Results After 1 Month

  • SLPs document SBAR communication in 80% of swallowing evaluations (up from 0%).
  • SLPs document swallowing precautions and modified diets in the EMR at a rate of 100% (up from 95%).
  • Staff have posted room signage for 75% of applicable patients.
  • Documented aspiration events decreased from four to two.

Follow-Up Plan

  • Make the SBAR communication method a required step during every SLP-to-nurse/CNA handoff.
  • Incorporate training into onboarding and quarterly refreshers.
  • Explore EMR alerts for swallowing precautions.
  • Reassess every 6 months with chart audits and an incident review. 

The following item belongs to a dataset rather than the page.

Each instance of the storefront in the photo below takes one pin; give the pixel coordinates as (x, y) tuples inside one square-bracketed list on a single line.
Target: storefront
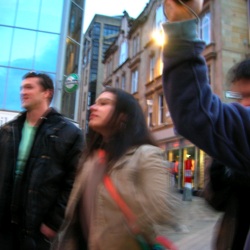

Improving Communication Access to Facilitate Patient Safety and Participation 

The example below uses the Plan–Do–Study–Act framework.

Plan

  • Problem: Residents with communication disorders or differences may struggle to fully participate in their care. Without accessible communication—like plain language, visual aids, or augmentative and alternative communication (AAC)—they face greater risks of misunderstandings, safety issues, and avoidable hospitalizations. Health care providers are responsible for tailoring communication to meet individual needs as part of equitable, patient-centered care.
  • Goals
    • Improve communication access for residents with communication disorders or differences.
    • Increase the staff’s ability to tailor communication methods—e.g., with written information, visual aids, or AAC.
    • Support residents’ participation in their own care planning.
  • Measures
    • percentage of residents with communication plans documented in their EMR
    • percentage of staff trained in communication access
    • percentage of residents’ participation in care meetings
    • percentage of residents with documented use of interpreter, transliterator, or translator services in the EMR (when appropriate)
    • residents’ feedback on their understanding of health care interactions

Do

  • The SLP
    • screens new residents for communication needs,
    • writes individualized communication plans following comprehensive evaluation,
    • collaborates with facility administrators to train staff using ASHA resources and role-plays,
    • implements communication supports,
    • uses the SBAR communication method to document communication needs in patient handoffs, and,
    • involves care partners in all planning.

Study

  • Results
    • 55% of residents had communication plans (up from 0%).
    • 70% of staff were trained in communication access (up from 0%).
    • 80% of residents with communication access needs attended care meetings (up from 20%).
    • Documentation of interpreter, transliterator, or translator use rose to 75% (from 40%).
    • Resident interviews showed better understanding of health interactions.
    • Staff reported more confidence but noted barriers to using plain language.

Act

  • Next steps
    • Make communication planning a standard component of care conferences.
    • Add documentation of communication accommodations and tools to the facility’s admission protocol.
    • Provide quarterly training, and identify nursing staff members to serve as “communication champions.”
    • Sustain by doing a monthly audit, updating patients’ communication accommodations and supports to ensure they are still effective.